Two days after a federal judge in California halted the termination of temporary protected status, known as TPS, for more than 300,000 immigrants, a busload of people trying to raise awareness about the issue pulled up outside Philadelphia City Hall.
A brightly-painted touring van, whose passengers call their voyage Journey for Justice — or Jornada por la Justicia in Spanish — left Los Angeles on Aug. 17 with a plan to visit 50 cities over three months to call attention to the lives hanging in the balance of the program.
Members of the group have called the preliminary injunction a “relief” and a “victory,” but they say it’s the job of Congress, not the courts, to figure out a path forward.
“We are all celebrating, and some people are saying it’s a small triumph. But for us, it’s a very big win,” said Francis Garcia, a TPS-holder from Las Vegas. Garcia is originally from Honduras, which is not one of the four countries named in the injunction.
The U.S. government gives the humanitarian status to foreign nationals who would be in danger — from war, disease, or natural disaster — if deported to their home countries. It periodically reviews the designation and decides whether to extend it or end the protection from deportation. Currently U.S. residents from 10 countries qualify for TPS; under President Donald Trump, the federal government has announced it is phasing out the program for six of those nations.
Late Wednesday, California-based U.S. District Court Judge Edward Chen blocked the federal government from taking away TPS from citizens of Sudan, Haiti, El Salvador, and Nicaragua living in the United States, a move that affects the vast majority of U.S. residents with the status, and more than a quarter million of their U.S. citizen children.
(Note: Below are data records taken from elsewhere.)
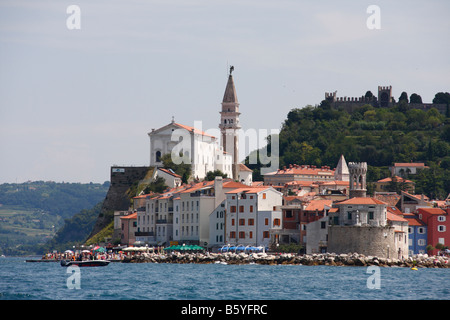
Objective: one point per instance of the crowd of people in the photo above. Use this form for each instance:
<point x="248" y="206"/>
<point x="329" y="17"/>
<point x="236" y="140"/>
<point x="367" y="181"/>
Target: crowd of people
<point x="84" y="255"/>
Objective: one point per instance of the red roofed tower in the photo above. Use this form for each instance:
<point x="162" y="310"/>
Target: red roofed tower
<point x="229" y="123"/>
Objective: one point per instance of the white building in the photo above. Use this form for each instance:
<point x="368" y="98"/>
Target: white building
<point x="198" y="148"/>
<point x="251" y="214"/>
<point x="182" y="214"/>
<point x="202" y="150"/>
<point x="170" y="177"/>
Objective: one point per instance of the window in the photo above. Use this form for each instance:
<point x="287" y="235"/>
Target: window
<point x="158" y="156"/>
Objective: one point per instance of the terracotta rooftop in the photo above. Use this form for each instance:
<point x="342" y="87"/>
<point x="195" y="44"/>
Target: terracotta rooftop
<point x="362" y="200"/>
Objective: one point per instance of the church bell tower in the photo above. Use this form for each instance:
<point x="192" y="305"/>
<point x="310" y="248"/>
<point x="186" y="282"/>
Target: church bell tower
<point x="229" y="123"/>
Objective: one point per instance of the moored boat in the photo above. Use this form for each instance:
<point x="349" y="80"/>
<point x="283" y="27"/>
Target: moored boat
<point x="86" y="263"/>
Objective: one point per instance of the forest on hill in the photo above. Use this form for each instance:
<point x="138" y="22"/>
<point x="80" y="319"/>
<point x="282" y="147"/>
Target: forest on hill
<point x="32" y="213"/>
<point x="318" y="135"/>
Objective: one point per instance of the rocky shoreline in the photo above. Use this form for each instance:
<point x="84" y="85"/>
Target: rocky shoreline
<point x="328" y="259"/>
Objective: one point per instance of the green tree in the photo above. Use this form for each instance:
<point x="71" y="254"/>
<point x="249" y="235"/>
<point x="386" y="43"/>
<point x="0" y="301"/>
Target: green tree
<point x="183" y="169"/>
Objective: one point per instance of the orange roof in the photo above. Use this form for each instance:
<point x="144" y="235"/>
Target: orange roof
<point x="249" y="189"/>
<point x="243" y="167"/>
<point x="291" y="198"/>
<point x="301" y="183"/>
<point x="415" y="222"/>
<point x="169" y="172"/>
<point x="394" y="210"/>
<point x="432" y="210"/>
<point x="336" y="182"/>
<point x="304" y="170"/>
<point x="318" y="205"/>
<point x="362" y="200"/>
<point x="409" y="164"/>
<point x="130" y="216"/>
<point x="398" y="179"/>
<point x="395" y="217"/>
<point x="198" y="186"/>
<point x="234" y="184"/>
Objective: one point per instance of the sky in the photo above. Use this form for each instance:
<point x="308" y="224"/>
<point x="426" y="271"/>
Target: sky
<point x="76" y="101"/>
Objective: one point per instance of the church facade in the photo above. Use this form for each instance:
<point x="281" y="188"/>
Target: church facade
<point x="203" y="151"/>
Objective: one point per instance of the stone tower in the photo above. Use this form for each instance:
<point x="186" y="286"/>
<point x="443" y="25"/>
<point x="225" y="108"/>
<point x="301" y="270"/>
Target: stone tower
<point x="384" y="96"/>
<point x="357" y="172"/>
<point x="229" y="123"/>
<point x="341" y="173"/>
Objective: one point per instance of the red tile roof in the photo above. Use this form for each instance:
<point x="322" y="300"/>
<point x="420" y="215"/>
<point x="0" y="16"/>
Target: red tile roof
<point x="395" y="217"/>
<point x="130" y="216"/>
<point x="318" y="205"/>
<point x="409" y="164"/>
<point x="362" y="200"/>
<point x="432" y="210"/>
<point x="398" y="179"/>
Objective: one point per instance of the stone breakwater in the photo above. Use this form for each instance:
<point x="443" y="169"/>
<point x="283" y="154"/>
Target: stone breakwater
<point x="328" y="259"/>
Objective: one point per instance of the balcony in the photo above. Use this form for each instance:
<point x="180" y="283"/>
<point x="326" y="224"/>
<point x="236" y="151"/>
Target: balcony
<point x="144" y="234"/>
<point x="164" y="221"/>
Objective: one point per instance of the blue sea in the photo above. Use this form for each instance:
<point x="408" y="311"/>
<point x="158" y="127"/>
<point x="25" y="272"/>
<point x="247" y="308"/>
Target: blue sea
<point x="20" y="280"/>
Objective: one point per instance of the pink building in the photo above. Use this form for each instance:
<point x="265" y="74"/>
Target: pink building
<point x="129" y="227"/>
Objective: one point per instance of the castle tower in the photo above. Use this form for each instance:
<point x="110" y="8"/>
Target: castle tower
<point x="384" y="96"/>
<point x="357" y="171"/>
<point x="229" y="123"/>
<point x="341" y="173"/>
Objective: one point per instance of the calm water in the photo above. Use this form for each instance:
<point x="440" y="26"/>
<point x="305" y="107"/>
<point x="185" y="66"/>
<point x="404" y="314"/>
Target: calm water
<point x="42" y="281"/>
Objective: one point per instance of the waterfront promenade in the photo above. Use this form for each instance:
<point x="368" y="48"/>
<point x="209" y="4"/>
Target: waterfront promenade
<point x="329" y="259"/>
Before the recent ruling, TPS recipients from Sudan were set to lose their status as of Nov.2.
“The decision to end TPS for these communities is simply un-American,” said Miriam Enriquez, executive director of Philadelphia’s Office of Immigrant Affairs. “It’s bad policy to take away these protections without any thought or plan for the U.S.-born children who may lose their parents or caregivers.”
About 2,500 people in Pennsylvania are TPS holders from El Salvador, Honduras, and Haiti, the most populous national origin groups in the program, according to the Center for American Progress.
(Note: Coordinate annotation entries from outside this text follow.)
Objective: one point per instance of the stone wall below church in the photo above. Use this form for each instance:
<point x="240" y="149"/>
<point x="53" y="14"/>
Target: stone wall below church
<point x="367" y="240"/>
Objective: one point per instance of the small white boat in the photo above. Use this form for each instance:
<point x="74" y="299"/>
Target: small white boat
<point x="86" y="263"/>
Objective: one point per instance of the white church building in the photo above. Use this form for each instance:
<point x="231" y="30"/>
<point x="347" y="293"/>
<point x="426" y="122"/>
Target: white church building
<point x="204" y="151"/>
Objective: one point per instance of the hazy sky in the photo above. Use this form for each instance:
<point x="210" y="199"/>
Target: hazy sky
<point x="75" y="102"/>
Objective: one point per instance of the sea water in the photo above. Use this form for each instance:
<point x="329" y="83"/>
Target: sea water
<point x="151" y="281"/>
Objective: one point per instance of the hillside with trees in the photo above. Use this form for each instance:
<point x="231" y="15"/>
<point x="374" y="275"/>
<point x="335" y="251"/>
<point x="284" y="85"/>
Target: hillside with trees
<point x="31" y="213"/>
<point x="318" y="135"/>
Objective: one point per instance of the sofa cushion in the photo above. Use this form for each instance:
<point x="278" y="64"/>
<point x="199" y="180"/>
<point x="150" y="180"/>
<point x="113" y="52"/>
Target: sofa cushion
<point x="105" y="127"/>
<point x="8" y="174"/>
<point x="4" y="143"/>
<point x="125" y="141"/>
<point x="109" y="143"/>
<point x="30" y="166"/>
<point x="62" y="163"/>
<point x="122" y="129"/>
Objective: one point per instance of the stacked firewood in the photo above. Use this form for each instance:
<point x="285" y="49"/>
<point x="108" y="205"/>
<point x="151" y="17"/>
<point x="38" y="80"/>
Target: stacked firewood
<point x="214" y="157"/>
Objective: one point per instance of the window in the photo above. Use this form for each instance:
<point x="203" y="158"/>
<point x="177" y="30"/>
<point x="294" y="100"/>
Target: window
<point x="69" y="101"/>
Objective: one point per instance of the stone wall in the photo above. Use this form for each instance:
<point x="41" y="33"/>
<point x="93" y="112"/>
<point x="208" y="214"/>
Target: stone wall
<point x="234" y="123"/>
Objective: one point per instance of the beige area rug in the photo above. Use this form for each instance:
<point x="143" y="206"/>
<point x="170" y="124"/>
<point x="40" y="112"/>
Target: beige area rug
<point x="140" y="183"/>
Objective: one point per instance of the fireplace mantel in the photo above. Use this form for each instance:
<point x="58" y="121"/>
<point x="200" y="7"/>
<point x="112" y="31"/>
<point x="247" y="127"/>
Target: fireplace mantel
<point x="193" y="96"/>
In his decision, Chen said there are “serious questions” on whether removing TPS was the result of “animus against non-white, non-European immigrants in violation of equal protection guaranteed by the Constitution.” He also wrote that the U.S.-born children of TPS-holders will suffer “irreparable harm and great hardship” if their parents’ path to remain legally in the U.S. is wiped away.
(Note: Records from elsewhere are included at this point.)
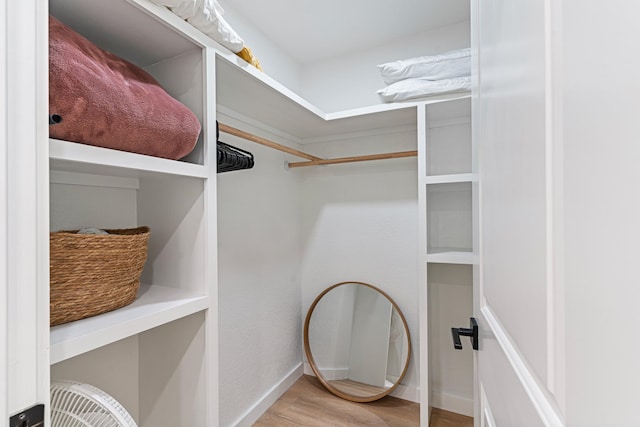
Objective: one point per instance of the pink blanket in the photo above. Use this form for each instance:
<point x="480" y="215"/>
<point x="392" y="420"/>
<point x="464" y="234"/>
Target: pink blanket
<point x="108" y="102"/>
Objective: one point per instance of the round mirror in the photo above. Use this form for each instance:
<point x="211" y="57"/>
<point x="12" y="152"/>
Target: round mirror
<point x="357" y="341"/>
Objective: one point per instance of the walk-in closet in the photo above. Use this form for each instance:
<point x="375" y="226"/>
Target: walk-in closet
<point x="240" y="160"/>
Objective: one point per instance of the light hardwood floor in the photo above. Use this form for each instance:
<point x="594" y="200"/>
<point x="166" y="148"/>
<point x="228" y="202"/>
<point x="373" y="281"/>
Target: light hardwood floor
<point x="307" y="403"/>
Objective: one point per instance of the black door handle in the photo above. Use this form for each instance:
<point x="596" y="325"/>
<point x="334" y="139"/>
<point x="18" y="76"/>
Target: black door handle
<point x="467" y="332"/>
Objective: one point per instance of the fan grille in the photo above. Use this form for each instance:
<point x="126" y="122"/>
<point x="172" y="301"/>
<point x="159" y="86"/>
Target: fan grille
<point x="75" y="404"/>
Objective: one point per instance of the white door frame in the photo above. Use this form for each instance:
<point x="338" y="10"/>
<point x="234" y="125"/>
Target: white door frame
<point x="24" y="202"/>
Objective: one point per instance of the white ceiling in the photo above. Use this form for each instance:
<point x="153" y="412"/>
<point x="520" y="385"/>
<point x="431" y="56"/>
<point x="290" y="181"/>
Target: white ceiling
<point x="311" y="30"/>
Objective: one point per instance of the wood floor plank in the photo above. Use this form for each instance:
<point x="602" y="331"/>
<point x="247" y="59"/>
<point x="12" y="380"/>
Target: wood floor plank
<point x="307" y="403"/>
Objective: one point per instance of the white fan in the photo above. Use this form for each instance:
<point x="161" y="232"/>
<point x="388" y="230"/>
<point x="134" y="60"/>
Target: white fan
<point x="75" y="404"/>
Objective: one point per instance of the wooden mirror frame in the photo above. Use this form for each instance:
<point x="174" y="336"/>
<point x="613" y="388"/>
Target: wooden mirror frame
<point x="316" y="370"/>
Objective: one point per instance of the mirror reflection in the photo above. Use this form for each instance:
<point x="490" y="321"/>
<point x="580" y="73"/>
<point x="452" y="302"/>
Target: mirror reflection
<point x="357" y="341"/>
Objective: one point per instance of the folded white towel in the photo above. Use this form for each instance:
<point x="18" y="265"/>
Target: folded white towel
<point x="416" y="88"/>
<point x="456" y="63"/>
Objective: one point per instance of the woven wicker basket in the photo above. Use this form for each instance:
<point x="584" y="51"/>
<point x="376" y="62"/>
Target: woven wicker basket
<point x="92" y="274"/>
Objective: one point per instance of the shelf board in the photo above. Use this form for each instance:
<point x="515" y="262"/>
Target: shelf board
<point x="448" y="179"/>
<point x="252" y="96"/>
<point x="74" y="157"/>
<point x="451" y="256"/>
<point x="155" y="306"/>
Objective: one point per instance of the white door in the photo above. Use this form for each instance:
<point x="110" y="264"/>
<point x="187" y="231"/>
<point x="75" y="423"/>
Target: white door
<point x="516" y="362"/>
<point x="556" y="123"/>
Officials in the Trump administration have argued that TPS — by definition — is intended to be temporary, and that the perpetual renewal of the status amounts to rubber-stamping permanent residency even as the reasons for the initial determinations fade away.
“Congress should pass a law to give permanent status to those who’ve had temporary protected status. I am not going to bow to political pressure, however, to break the law to do Congress’s job,” Department of Homeland Security Secretary Kirstjen Nielsen told NPR earlier this year.
The temporary nature of TPS also puts its recipients in a bind. Lawfully able to reside in the U.S. for years, they start families that include U.S. citizen kids, buy homes and pay taxes. Without the status, those who have another path to legal residency can pursue it; those who do not are forced to choose between abandoning their families or going underground.
“We’ve been working and contributing for 20 years,” said Maria Turcios, a TPS-holder from Honduras living in Philadelphia. She, like Nielsen, said the limbo her community feels can only end with an act of Congress.
After making their case in the Mayor’s Reception Room, the Journey for Justice travelers climbed back into their waiting bus. Saturday, they go to Long Island. Their last stop will be Washington, D.C.